Toby Dylan Hocking | Testing PeakSegPipeline on Travis with SLURM

I originally developed my PeakSegPipeline R package to work with PBS/qsub, which is the batch/cluster system that was running on Compute Canada’s Guillimin (I was using that cluster during my postdoc at McGill). Now I am at NAU where the Monsoon cluster is running SLURM. In this note I describe how I got PeakSegPipeline running on SLURM.

First of all I wrote the new jobs_create function which returns a data.table with one row for every job and three columns (step, fun, arg). The idea is that each step is an integer from 1 to 6, and smaller numbers should be run first; fun is the name of a PeakSegPipeline function to be run with the argument arg. For example step 1 computes the target interval for labeled samples/contigs via problem.target. Step 2 should be run after all Step 1 jobs finish, because it is the model training, which uses the target intervals to learn a regression model. Step 3 requires the trained model to do prediction on all samples/contigs, etc.

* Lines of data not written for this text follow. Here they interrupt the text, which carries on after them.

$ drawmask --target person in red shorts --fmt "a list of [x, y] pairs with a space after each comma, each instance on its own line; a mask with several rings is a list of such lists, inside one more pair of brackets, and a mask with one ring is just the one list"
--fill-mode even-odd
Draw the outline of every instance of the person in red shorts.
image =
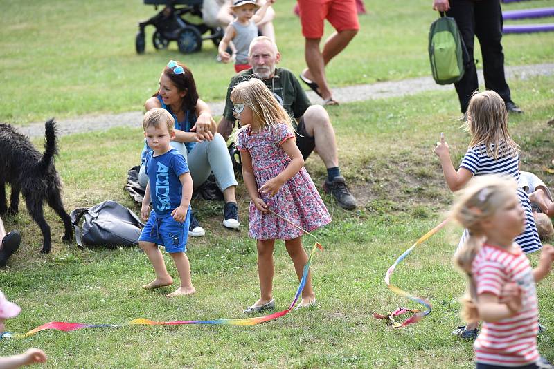
[[[350, 43], [358, 32], [359, 23], [355, 0], [298, 0], [302, 35], [305, 38], [304, 54], [307, 68], [300, 79], [324, 100], [325, 105], [336, 105], [327, 84], [325, 67]], [[337, 30], [319, 44], [323, 35], [323, 21], [327, 19]]]

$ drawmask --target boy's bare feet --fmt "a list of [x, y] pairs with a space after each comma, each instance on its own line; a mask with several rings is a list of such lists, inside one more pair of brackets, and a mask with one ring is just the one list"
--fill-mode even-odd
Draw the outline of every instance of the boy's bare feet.
[[143, 288], [146, 290], [152, 290], [152, 288], [158, 288], [159, 287], [166, 287], [173, 284], [173, 278], [168, 276], [167, 278], [157, 278], [148, 285], [144, 285]]
[[177, 296], [188, 296], [196, 292], [196, 288], [194, 287], [179, 287], [172, 292], [167, 294], [168, 297], [175, 297]]
[[302, 309], [304, 308], [310, 308], [310, 306], [313, 306], [315, 304], [316, 304], [315, 296], [312, 296], [310, 297], [303, 296], [302, 299], [300, 301], [300, 303], [296, 305], [296, 310]]

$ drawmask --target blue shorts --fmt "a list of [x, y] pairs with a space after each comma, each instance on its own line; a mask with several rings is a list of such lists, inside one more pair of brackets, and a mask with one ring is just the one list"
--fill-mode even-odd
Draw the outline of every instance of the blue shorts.
[[184, 252], [186, 251], [190, 223], [190, 207], [186, 212], [186, 218], [182, 223], [176, 222], [171, 216], [158, 218], [152, 210], [138, 240], [163, 245], [167, 252]]

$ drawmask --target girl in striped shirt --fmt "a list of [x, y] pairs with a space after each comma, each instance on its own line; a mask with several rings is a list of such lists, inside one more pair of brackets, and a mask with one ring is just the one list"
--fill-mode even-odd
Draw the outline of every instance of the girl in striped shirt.
[[513, 242], [525, 225], [516, 187], [511, 178], [481, 177], [461, 191], [452, 210], [470, 230], [454, 263], [470, 277], [462, 315], [469, 323], [483, 321], [474, 343], [477, 368], [554, 368], [537, 349], [535, 287], [550, 274], [554, 247], [545, 245], [532, 269]]
[[[519, 146], [508, 131], [508, 111], [502, 98], [494, 91], [476, 92], [467, 106], [465, 130], [470, 132], [469, 148], [458, 171], [450, 159], [448, 144], [441, 134], [434, 153], [438, 156], [443, 173], [452, 191], [463, 187], [474, 176], [499, 174], [519, 180]], [[526, 220], [525, 227], [514, 238], [525, 253], [533, 252], [542, 247], [529, 197], [521, 188], [514, 190], [517, 194]], [[468, 236], [464, 231], [458, 248]], [[462, 338], [475, 338], [477, 325], [458, 327], [452, 334]]]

Then I wrote the jobs_submit_batchtools function which takes the job data.table described above, and launches the jobs on a SLURM cluster. I decided to use the batchtools R package because it has great documentation. Even though batchtools does not directly support dependencies between jobs at this time, I managed to get launch jobs with dependencies by creating a new template. The idea is that batchtools uses the template to generate a shell script that is run via sbatch (which is the SLURM command to launch jobs). My template adds a line like #SBATCH --depend=afterok:PREV_JOB_ID where PREV_JOB_ID is the job ID of the previous step. The only trick is that for each step I had to create a “registry”, which is a directory that contains meta-data about the jobs (shell scripts, logs, etc). The registry directories I created are in data.dir/registry/STEP where STEP is the step number (from 1 to 6). To tell batchtools to use the special template I put the following code in my ~/.batchtools.conf.R file:

cluster.functions = makeClusterFunctionsSlurm(system.file(
  file.path("templates", "slurm-afterok.tmpl"),
  package="PeakSegPipeline",
  mustWork=TRUE))

Finally to test that these new functions are working properly, I had to install SLURM on Travis by adding the following commands to my .travis.yml config file:

before_install:
  - sudo mkdir /etc/slurm-llnl
  - sudo cp slurm.conf /etc/slurm-llnl
  - cp batchtools.conf.R tests/testthat
  - sudo apt-get install -y slurm-llnl
  - sudo /usr/sbin/create-munge-key
  - sudo service munge start

The first two lines install a basic SLURM config file, which I had to generate using /usr/share/doc/slurmctld/slurm-wlm-configurator.easy.html on my laptop. Note that Travis runs Ubuntu 14.04 which has the slurm-llnl package but my laptop is running Ubuntu 18.04 which has the slurm-wlm package. The last two lines were required to avoid the the following error

── 1. Error: index.html is created via batchtools (@test-pipeline-noinput.R#149)
Listing of jobs failed (exit code 1);
cmd: 'squeue --user=$USER --states=R,S,CG --noheader --format=%i -r'
output:
squeue: error: Munge encode failed: Failed to access "/var/run/munge/munge.socket.2": No such file or directory (retrying ...)
squeue: error: Munge encode failed: Failed to access "/var/run/munge/munge.socket.2": No such file or directory (retrying ...)
squeue: error: Munge encode failed: Failed to access "/var/run/munge/munge.socket.2": No such file or directory
squeue: error: authentication: Socket communication error
slurm_load_jobs error: Protocol authentication error
1: jobs_submit_batchtools(jobs, res.list) at testthat/test-pipeline-noinput.R:149
2: batchtools::submitJobs(chunks, resources = resources, reg = reg)
3: .findOnSystem(reg = reg, cols = c("job.id", "batch.id"))
4: getBatchIds(reg, status = "all")
5: unique(cf$listJobsRunning(reg))
6: cf$listJobsRunning(reg)
7: listJobs(reg, args)
8: OSError("Listing of jobs failed", res)
9: stopf("%s (exit code %i);\ncmd: '%s'\noutput:\n%s", msg, res$exit.code, stri_flatten(c(res$sys.cmd, 
       res$sys.args), collapse = " "), stri_flatten(res$output, "\n"))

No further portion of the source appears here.